One Platform, Two Diseases, $97 Million on the Line

Latus Bio closes a $97M Series A to advance gene therapies for CLN2 and Huntington's disease, with human trials expected by Q3 2026

1 Jun 2026

Rare neurological disease has a new backer with deep pockets and a specific theory of victory. Latus Bio closed a $97 million Series A on May 4, 2026, pulling capital from 8VC, DCVC Bio, BioAdvance, and Korea Development Bank, among others, to fund two gene therapy programs in diseases that currently have no approved treatments.

The pitch centers on a proprietary engineered capsid that delivers gene therapies to the brain at lower doses than standard AAV vectors. Less dose means lower safety risk, simpler manufacturing, and a cleaner path to commercial viability. Latus calls this the "large-rare" model: one platform, applied sequentially across underserved diseases with patient populations in the tens of thousands.

Two programs lead the pipeline. LTS-101 targets CLN2, a fatal childhood neurological disorder, carrying FDA Orphan Drug, Rare Pediatric Disease, and Fast Track designations after clearing IND review. A first-in-human trial is expected in Q3 2026, with safety and biomarker data anticipated before year-end. Running in parallel, LTS-201 targets Huntington's disease through MSH3 knockdown, designed to interrupt the somatic instability that drives neurodegeneration, with IND submission planned for the same quarter.

Investor appetite reflects a broader shift.
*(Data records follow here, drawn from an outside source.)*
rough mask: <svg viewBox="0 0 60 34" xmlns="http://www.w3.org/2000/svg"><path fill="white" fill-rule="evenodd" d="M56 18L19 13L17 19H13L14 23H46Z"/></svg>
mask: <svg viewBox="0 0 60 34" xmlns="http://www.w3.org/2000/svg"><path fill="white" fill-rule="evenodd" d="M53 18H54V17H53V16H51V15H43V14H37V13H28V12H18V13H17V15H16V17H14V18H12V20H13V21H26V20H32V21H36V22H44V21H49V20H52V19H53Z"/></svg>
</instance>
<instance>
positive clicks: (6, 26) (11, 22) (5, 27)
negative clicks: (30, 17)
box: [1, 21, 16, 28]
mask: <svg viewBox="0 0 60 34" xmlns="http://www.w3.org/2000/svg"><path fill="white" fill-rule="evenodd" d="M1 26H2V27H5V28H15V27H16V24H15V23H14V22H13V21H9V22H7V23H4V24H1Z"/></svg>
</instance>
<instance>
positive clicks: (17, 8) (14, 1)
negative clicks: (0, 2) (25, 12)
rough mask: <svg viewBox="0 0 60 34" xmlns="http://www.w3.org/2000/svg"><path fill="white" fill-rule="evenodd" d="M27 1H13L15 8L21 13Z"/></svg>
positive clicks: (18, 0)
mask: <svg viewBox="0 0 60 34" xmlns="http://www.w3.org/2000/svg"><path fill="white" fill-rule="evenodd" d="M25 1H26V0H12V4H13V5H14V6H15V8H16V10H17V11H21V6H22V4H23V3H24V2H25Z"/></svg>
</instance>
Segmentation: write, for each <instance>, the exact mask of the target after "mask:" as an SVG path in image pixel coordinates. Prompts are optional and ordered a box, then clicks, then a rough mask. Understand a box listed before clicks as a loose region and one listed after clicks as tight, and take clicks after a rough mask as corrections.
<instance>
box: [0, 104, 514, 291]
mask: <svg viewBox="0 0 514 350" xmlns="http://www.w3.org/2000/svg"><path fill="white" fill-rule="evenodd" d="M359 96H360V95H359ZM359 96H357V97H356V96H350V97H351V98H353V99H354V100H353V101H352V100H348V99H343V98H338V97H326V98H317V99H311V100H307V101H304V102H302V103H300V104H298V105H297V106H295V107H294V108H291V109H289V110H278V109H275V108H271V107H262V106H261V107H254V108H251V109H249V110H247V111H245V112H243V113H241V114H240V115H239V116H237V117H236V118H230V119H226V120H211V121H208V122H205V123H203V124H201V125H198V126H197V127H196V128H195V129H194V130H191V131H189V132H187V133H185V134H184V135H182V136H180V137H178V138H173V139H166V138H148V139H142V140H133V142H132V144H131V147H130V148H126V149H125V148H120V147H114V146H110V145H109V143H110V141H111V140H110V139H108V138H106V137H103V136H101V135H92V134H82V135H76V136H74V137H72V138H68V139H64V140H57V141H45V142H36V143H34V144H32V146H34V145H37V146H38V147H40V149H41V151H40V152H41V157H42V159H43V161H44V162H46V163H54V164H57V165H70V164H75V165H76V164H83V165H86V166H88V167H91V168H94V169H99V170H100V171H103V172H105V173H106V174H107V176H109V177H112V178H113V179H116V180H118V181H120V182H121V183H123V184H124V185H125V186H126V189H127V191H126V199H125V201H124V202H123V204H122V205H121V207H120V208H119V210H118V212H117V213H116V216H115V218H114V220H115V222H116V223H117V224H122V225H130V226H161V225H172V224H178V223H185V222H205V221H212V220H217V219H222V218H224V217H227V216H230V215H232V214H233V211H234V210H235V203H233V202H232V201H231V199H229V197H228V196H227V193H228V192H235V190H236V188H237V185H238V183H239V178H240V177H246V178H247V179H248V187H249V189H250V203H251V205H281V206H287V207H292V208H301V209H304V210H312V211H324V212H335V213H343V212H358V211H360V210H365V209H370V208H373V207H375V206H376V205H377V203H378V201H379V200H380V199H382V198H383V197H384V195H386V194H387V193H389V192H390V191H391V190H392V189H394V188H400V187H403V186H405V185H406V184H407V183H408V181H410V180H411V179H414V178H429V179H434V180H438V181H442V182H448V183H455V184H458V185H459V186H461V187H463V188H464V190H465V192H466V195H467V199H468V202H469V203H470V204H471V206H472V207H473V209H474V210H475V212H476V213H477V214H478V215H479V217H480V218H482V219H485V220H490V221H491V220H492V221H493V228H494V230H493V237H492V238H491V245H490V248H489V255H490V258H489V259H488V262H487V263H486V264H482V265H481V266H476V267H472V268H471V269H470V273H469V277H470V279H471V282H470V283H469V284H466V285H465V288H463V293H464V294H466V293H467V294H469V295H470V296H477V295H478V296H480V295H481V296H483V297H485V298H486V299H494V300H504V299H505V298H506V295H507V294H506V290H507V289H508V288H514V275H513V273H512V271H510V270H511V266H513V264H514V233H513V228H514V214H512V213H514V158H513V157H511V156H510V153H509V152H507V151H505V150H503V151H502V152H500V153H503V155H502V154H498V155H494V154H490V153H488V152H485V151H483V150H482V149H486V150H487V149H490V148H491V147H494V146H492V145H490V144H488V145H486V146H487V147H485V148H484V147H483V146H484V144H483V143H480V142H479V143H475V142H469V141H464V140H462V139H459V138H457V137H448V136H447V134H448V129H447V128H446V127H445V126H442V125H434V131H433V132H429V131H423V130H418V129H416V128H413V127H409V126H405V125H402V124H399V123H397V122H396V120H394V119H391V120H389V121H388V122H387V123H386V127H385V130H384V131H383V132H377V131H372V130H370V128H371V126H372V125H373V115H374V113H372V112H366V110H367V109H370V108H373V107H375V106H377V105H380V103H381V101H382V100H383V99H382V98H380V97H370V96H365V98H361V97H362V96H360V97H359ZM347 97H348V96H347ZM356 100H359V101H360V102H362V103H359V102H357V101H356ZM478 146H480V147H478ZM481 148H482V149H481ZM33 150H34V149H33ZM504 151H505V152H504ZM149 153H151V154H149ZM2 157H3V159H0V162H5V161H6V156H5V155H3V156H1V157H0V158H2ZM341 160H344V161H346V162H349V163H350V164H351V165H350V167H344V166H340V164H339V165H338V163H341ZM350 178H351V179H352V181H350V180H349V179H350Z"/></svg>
Rare disease gene therapy funding has accelerated sharply in 2026, with the US orphan drug market projected to reach $200 billion by 2031, according to KuicK Research. For institutional backers, a multi-indication platform changes the return math: each successive program carries lower development cost once the capsid is validated.
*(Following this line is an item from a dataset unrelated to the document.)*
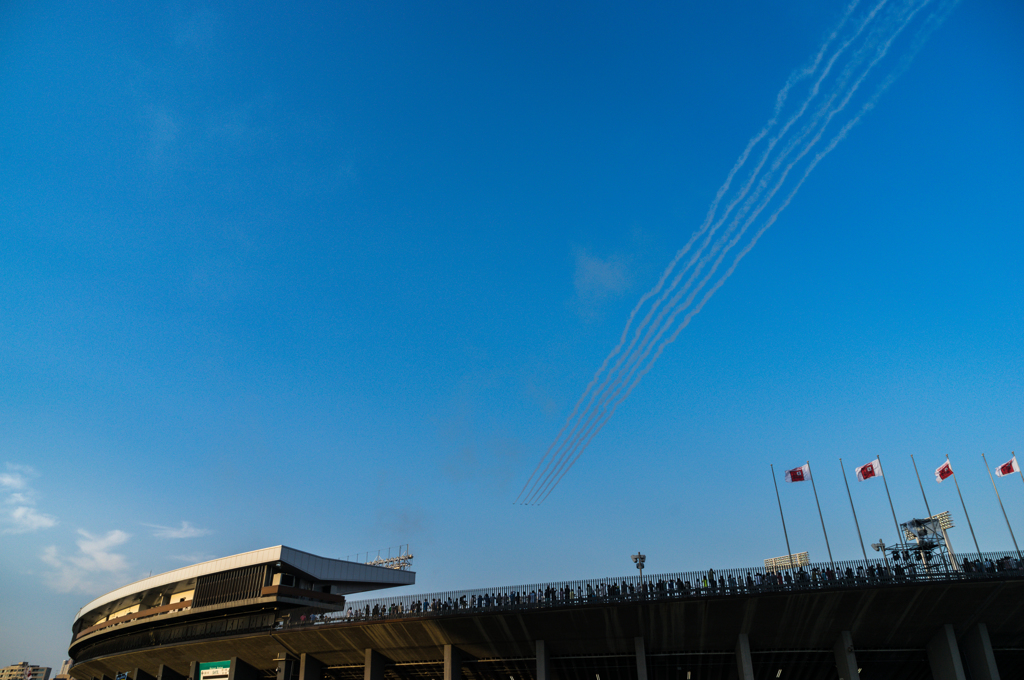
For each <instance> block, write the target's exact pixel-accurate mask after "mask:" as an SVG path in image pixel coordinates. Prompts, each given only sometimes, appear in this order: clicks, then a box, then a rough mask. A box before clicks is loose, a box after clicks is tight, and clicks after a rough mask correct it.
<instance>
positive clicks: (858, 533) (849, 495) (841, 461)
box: [839, 458, 867, 564]
mask: <svg viewBox="0 0 1024 680" xmlns="http://www.w3.org/2000/svg"><path fill="white" fill-rule="evenodd" d="M839 467H840V469H842V470H843V482H844V483H845V484H846V495H847V497H848V498H849V499H850V510H852V511H853V525H854V526H856V527H857V538H858V539H860V552H862V553H863V554H864V564H867V551H866V550H864V537H862V536H861V535H860V522H858V521H857V511H856V509H854V507H853V496H852V495H851V494H850V481H849V480H848V479H847V478H846V468H845V467H843V459H842V458H841V459H839Z"/></svg>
CNS gene therapy has stumbled before, and the skeptics have receipts. Multiple Huntington's programs have collapsed in human trials after strong preclinical results, and immune responses to viral delivery remain a live clinical concern. Latus Bio's low-dose approach is designed to reduce that risk profile, but the platform has not yet been tested in humans. CLN2 data expected in Q4 2026 will be the first real signal of whether the engineering advantage holds where it matters most. For rare disease investment broadly, that readout could define the mood of the year.